Last edited by uziq (2020-04-03 06:43:52)

Larssen
Member
+99|2308
I wonder why most western governments have foregone the type of response of for example south korea. Health experts must've been aware of this option in the early stages, but why go for semi-restrictive measures instead? Is it prone to failure in the long-term? Were privacy issues involved?
uziq
Member
+527|3872
south korea is hardly a police state with rampant invasions of privacy (unless you count their rather novel problem of perverts putting cameras in bathrooms). they were just very well-organized and put a lot of money into the response immediately. at the very first sign of coronavirus in china, the korean government essentially got together a bunch of top companies and sector leaders and told them to start manufacturing huge numbers of test kits, masks, etc. they were onto a war footing rightaway. they knew that a novel virus in china would be on the streets of seoul within weeks.
Larssen
Member
+99|2308
I'm unsure if western governments would be within legal parameters if they were to track and quarantine all contacts of a coronavirus case as SK did. I know lack of tests was/is an issue, but the policy could still be pursued anyway.
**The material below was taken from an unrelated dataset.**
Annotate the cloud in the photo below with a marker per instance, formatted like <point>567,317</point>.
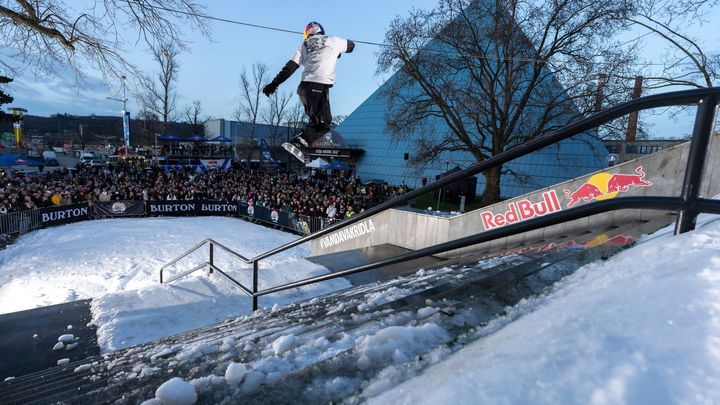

Germany has plenty of testing capacity and still chose a different approach.

In other news it's interesting how cordial relations and layers of politics are stripped away in this crisis:

https://www.theguardian.com/world/2020/ … ing-demand

Most of the articles are about the US and US companies trying to buy priority on equipment shipments (even above allies), but this is happening among EU states as well.

Last edited by Larssen (2020-04-03 07:04:10)

uziq
Member
+527|3872
the UK has pretty quickly passed legislation allowing the police to do just that.
uziq
Member
+527|3872
US navy captain relieved of his post for writing a letter of concern about coronavirus.
https://twitter.com/Sotero269/status/12 … 0225430529

wow, these hysterical liberal cowards!

meanwhile, fauci says "I don't understand why every state has not issued stay-home order" and trump is now blaming the state authorities for their lack of equipment.

america is a fucking mess. talk about one of the biggest self-owns and humiliations in modern history. all those 'defective' states with 'rotten' ideology are getting on top of the mess and america is squabbling and bawling like a child with chickenpox.

Last edited by uziq (2020-04-03 08:18:26)

SuperJail Warden
Gone Forever
+659|4140
https://i.redd.it/ztpp0p7dllq41.jpg
https://i.imgur.com/xsoGn9X.jpg
uziq
Member
+527|3872
good to see you've got an expert on the case.